ROCKVILLE CENTRE, N.Y. -- A Roman Catholic bishop expressed sorrow about sex abuse by priests in his Long Island diocese yesterday, but said a scathing report documenting the scandal "is about the past, not about the present."

Speaking publicly for the first time since a grand jury report on abuse was issued Monday, Rockville Centre Bishop William F. Murphy said that he has already changed how his diocese handles molestation claims.

Murphy said all accusations of sex abuse involving the clergy are now to be reported directly to law enforcement. And, at his request, the executive director of the US bishops' Office for Child and Youth Protection will visit the diocese next week to review its procedures.

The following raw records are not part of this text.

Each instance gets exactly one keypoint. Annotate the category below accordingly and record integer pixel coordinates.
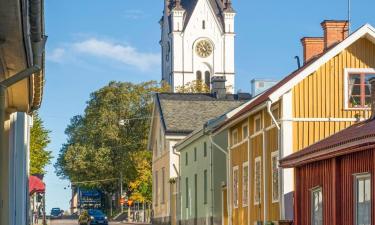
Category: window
(199, 75)
(245, 131)
(234, 137)
(316, 206)
(245, 183)
(275, 176)
(257, 180)
(363, 199)
(235, 186)
(276, 113)
(359, 90)
(163, 185)
(207, 78)
(257, 124)
(187, 192)
(205, 186)
(156, 188)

"It's a terrible tragedy because kids have been hurt; that's the reality. And they've been hurt by people who committed a crime wearing this," Murphy said, grabbing his clerical collar.

Murphy's comments came at the end of a week when the Suffolk County district attorney's office released a 180-page grand jury report that cited repeated failures of the diocese to properly handle child sex abuse cases involving dozens of priests.

Murphy, who moved to Rockville Centre from Boston in 2001, also testified Wednesday before a Massachusetts grand jury about his former role as a top aide to Cardinal Bernard F. Law, the former archbishop of Boston.

The Long Island grand jury said in its report that the diocese "time after time and despite overwhelming evidence that priests were committing crimes against children . . . would willingly sacrifice the truth for fear of scandal and for monetary considerations."

A five-year statute of limitations prevented the grand jury from issuing indictments, but it called for changes in state law regarding the mandatory reporting of suspected child abuse, and for extensions of the statutes of limitations.

Murphy said he overhauled the diocese's procedures for dealing with molestation claims last April, a few months after the nationwide clerical sex abuse crisis erupted in Boston.

A three-person team that includes Donald Kane, former Nassau County police commissioner, now refers any accusation of priestly sex abuse to the proper law enforcement authorities, he said.

"I put together a team not to keep anything from the district attorney, but rather to make sure it went to the district attorney," Murphy said.


This story ran on page A20 of the Boston Globe on 2/15/2003.